Un peu plus loin, je me suis arrêté longuement pour discuter avec un agent d’entretien de Plaine Commune. Il changeait les sacs des poubelles. C’est un monsieur, tout en rondeur, avec des lunettes aux verres épais. Je le resituerai facilement. J’ai oublié de lui demander son prénom. Il m’a cité tous les chantiers en cours. Il me confirme que tous les ateliers en face de Condorcet, là où il y a l’entrepôt de récupération des métaux, vont progressivement sauter. “Ils détruisent et ça reconstruit aussi vite”. Il a une grande ancienneté ; il a travaillé en centre-ville de Saint-Denis et disait que c’était là le plus pénible. À La Plaine, il trouve que c’est bien, c’est tranquille. Les agents d’entretien sont localisés au rez-de-chaussée des locaux de Plaine Commune, en face du Stade de France, juste à côté de Décathlon.

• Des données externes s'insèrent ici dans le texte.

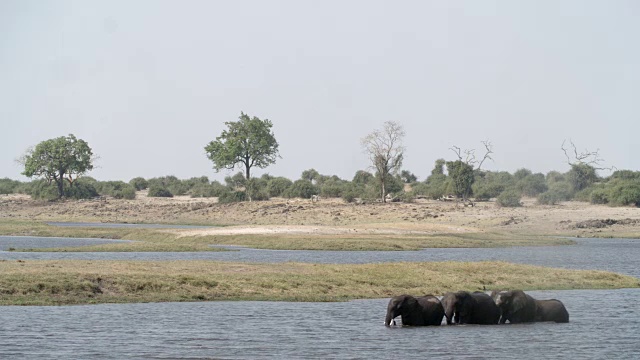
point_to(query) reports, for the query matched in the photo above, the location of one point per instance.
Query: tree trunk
(60, 183)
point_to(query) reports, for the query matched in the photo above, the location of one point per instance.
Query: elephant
(551, 310)
(463, 307)
(515, 306)
(415, 311)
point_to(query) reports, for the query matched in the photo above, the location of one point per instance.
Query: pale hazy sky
(149, 83)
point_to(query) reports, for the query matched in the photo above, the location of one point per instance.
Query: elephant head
(515, 306)
(425, 310)
(450, 304)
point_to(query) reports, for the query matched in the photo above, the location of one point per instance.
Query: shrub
(532, 185)
(8, 186)
(302, 189)
(232, 196)
(208, 190)
(139, 183)
(333, 187)
(159, 191)
(277, 186)
(81, 190)
(599, 196)
(509, 198)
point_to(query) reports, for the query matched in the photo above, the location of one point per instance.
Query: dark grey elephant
(515, 306)
(551, 310)
(415, 311)
(463, 307)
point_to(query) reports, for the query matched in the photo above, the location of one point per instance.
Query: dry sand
(333, 216)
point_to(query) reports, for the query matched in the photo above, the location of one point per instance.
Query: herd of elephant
(463, 307)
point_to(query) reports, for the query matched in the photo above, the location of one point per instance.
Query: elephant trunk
(448, 313)
(388, 321)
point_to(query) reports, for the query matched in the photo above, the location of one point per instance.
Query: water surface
(603, 325)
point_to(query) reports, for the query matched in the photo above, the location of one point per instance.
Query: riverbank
(329, 224)
(65, 282)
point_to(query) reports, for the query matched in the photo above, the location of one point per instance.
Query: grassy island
(63, 282)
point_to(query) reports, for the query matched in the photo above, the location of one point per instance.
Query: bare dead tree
(385, 151)
(586, 157)
(468, 156)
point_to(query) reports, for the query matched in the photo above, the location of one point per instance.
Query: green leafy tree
(462, 178)
(408, 177)
(58, 160)
(247, 142)
(385, 150)
(312, 175)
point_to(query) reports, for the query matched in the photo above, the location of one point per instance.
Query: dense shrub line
(580, 183)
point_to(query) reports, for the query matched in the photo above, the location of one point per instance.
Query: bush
(81, 190)
(8, 186)
(208, 190)
(277, 186)
(232, 196)
(509, 198)
(624, 192)
(139, 183)
(532, 185)
(302, 189)
(159, 191)
(599, 196)
(42, 190)
(117, 189)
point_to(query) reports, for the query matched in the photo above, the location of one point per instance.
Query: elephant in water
(515, 306)
(463, 307)
(518, 307)
(551, 310)
(415, 311)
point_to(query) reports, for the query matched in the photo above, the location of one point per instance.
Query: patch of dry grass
(85, 282)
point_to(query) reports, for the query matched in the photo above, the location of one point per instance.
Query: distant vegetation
(61, 163)
(622, 188)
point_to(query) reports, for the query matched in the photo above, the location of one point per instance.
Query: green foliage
(509, 198)
(621, 188)
(521, 174)
(236, 181)
(171, 183)
(42, 190)
(490, 184)
(139, 183)
(362, 178)
(333, 187)
(58, 160)
(434, 187)
(438, 168)
(531, 184)
(408, 177)
(462, 177)
(82, 189)
(157, 190)
(213, 189)
(247, 142)
(117, 189)
(256, 189)
(232, 197)
(311, 175)
(302, 189)
(581, 176)
(278, 186)
(8, 186)
(558, 191)
(555, 176)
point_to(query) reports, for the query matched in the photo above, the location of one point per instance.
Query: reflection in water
(604, 324)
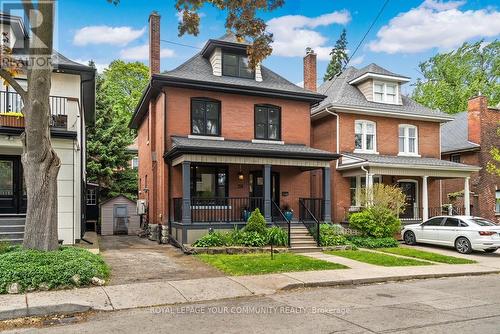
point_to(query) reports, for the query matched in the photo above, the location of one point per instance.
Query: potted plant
(288, 212)
(245, 213)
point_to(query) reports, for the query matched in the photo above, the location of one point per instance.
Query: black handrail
(316, 221)
(276, 206)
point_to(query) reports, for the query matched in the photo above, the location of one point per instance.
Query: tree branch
(12, 81)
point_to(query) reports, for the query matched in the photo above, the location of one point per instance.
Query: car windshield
(482, 222)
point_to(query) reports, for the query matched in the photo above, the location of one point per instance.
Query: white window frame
(384, 93)
(363, 148)
(406, 140)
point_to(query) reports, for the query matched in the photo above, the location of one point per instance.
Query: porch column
(267, 192)
(467, 196)
(327, 193)
(186, 192)
(425, 199)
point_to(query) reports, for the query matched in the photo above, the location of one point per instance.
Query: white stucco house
(72, 100)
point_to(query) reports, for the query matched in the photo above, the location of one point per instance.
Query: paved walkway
(133, 259)
(167, 292)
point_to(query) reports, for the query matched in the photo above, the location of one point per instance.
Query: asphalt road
(452, 305)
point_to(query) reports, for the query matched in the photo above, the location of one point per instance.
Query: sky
(406, 33)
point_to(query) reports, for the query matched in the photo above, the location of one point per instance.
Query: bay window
(408, 139)
(364, 136)
(205, 117)
(385, 92)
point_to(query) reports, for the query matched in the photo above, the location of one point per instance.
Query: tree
(40, 162)
(451, 79)
(339, 57)
(119, 90)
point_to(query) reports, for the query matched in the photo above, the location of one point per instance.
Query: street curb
(374, 280)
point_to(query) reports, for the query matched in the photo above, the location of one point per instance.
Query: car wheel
(409, 238)
(463, 246)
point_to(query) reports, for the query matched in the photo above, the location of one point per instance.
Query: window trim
(237, 66)
(363, 149)
(268, 106)
(384, 94)
(406, 136)
(219, 125)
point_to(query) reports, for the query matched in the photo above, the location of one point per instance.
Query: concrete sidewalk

Enfin, en rejoignant le passage des maraîchers pour reprendre la route vers le centre de Saint-Denis, je me suis arrêté pour discuter avec Nadia (là je n’ai pas oublié de demander le prénom). Je l’ai aperçue sortant de l’école avec un très gros trousseau de clés. J’ai accéléré le pas pour la rejoindre. Elle est gardienne à l’école, employée de la ville, mais elle n’y a pas de logement de fonction. Elle ne voit pas d’inconvénient à nous faire visiter l’école, si elle obtient l’accord de la directrice. C’est l’école la plus proche de Campus Condorcet. Nadia me parlait de pas mal de bagarres dans ce passage, donc entre groupes de jeunes. Les voitures de police ne peuvent pas y pénétrer. Je ne sais pas si un événement en particulier a marqué les esprits (elle me dit que l’école a dû appeler la police et les pompiers. Elle parlait au pluriel) ou si un tel événement se produit régulièrement.

Je n’ai aucune idée de ce que ces menus coudoiements peuvent amorcer comme recherche. Mais cette petite dérive en voisinages a été vraiment très sympa. Je reviendrai vers le monsieur aux lunettes, et sûrement vers Nadia.